El mayordomo salió del despacho, dejando a la emperatriz sola con Norma.
—Bueno, veamos...
—Disculpe, Majestad, pero… ¿en serio tomará concubinos?
—Por supuesto que sí.
—Es que siempre tuvo ojos solo para el emperador, y...
—¿Y de qué sirvió? Él no tiene tiempo para mí, y yo estoy demasiado sabrosa como para dejar que este cuerpito se lo coman los gusanos. Prefiero que se lo coman los humanos, ¿no te parece mejor idea?
—Ja, ja, ja... ¡Qué cosas dice, Majestad!
—Ya, veamos qué requisitos piden aquí.
La emperatriz comenzó a llenar la solicitud y, cuando terminó, dijo:
—¡Uf, terminé!
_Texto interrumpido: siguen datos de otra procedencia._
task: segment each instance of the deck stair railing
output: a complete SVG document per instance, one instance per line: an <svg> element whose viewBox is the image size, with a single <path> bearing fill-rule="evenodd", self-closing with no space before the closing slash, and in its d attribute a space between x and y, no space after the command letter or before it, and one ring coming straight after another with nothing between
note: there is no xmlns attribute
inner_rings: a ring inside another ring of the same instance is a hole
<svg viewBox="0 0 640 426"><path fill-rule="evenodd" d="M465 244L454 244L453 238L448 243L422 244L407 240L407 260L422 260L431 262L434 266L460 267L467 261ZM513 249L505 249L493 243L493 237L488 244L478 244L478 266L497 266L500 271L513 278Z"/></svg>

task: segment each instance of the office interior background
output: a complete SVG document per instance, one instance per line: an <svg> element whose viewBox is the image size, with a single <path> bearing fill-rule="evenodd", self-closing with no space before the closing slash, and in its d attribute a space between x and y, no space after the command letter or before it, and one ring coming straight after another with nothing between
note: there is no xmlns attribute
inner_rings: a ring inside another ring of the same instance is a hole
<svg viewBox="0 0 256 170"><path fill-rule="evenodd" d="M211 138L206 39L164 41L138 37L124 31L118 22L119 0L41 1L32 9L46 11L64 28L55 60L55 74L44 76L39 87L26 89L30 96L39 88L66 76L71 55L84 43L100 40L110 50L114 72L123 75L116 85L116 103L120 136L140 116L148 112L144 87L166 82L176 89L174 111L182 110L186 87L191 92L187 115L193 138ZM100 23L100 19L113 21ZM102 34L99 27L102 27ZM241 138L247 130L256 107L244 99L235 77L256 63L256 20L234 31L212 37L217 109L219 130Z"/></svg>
Bueno... ¿Sabes a qué hora es la reunión mañana?
—Sí, Majestad. Yo le avisaré para que se prepare.
—(ruido de estómago) Mmm... perdón, pero eso es un aviso de que no comí nada en todo el día. ¿Me podrías llevar algo a la habitación?
—Claro, Majestad.
Ambas mujeres se dirigieron a la habitación de la emperatriz, y Norma salió de nuevo para traerle la comida a su señora.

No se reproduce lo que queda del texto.